"It is also observed that, at times, promoter/promoter related entities have sourced funds through various complex structures and structured obligations, for which the listed companies have provided guarantees, detrimental to the interest of their shareholders," Sebi said.
To protect the interests of shareholders, regulator Sebi on March 6 proposed that a listed entity shall obtain prior approval from the shareholders on a "majority of minority" basis, before extending any loan, guarantee or security for the benefit of promoter entities.
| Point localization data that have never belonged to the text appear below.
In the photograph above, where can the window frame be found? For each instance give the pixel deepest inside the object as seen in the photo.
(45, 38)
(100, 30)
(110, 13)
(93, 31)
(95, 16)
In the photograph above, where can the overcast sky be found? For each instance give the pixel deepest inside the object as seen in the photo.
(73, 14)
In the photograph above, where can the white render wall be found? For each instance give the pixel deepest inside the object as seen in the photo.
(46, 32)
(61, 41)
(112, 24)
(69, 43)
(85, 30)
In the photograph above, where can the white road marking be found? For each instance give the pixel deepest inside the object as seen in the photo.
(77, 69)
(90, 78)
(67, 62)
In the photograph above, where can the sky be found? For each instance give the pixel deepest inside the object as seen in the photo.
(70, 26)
Sebi, in a consultation paper, said the listed entity shall extend a guarantee or security to any person or entity, including promoter, promoter group, director, directors' relative and key management person, considering the "economic interest" of the company.
"This consultation paper is aimed at reviewing the practice of listed companies extending corporate guarantees/ security for the benefit of promoter/promoter-related entities, where the listed companies do not derive any economic benefit," it noted.
Reviewing the current regulatory mechanism, Sebi noted that provisions of the Companies Act deal with providing any loan or any guarantee or security in connection with loans of directors or related entities but does not cover promoter, promoter group and key management person, among others.
Sebi noted that "economic interest" involves financial interest of the entity but a specific legal definition of "economic substance" is not readily available.
The markets regulator said definition of economic interest may be evolved and noted that any transaction involving "economic interest" of the company shall necessarily have direct or indirect financial implication on the business activity of the firm which apart from monetary transactions may also include competitive position, employment, awarding of contracts, purchases, leases and sales, among others.
Besides, it should have a reasonable possibility of generating direct or indirect benefits for the company and the benefits of such transactions shall necessarily accrue to the shareholders of the listed entity.
The proposal of Sebi are in addition to provisions of the Companies Act, 2013, and disclosure requirements of Sebi LODR (Listing Obligations and Disclosure Requirements) Regulations, 2015.
Comments from public have been sought on the proposals by March 21, 2020.
The proposals came in the aftermath of instances where listed companies have extended corporate guarantees on behalf of their promoters or promoter-related entities.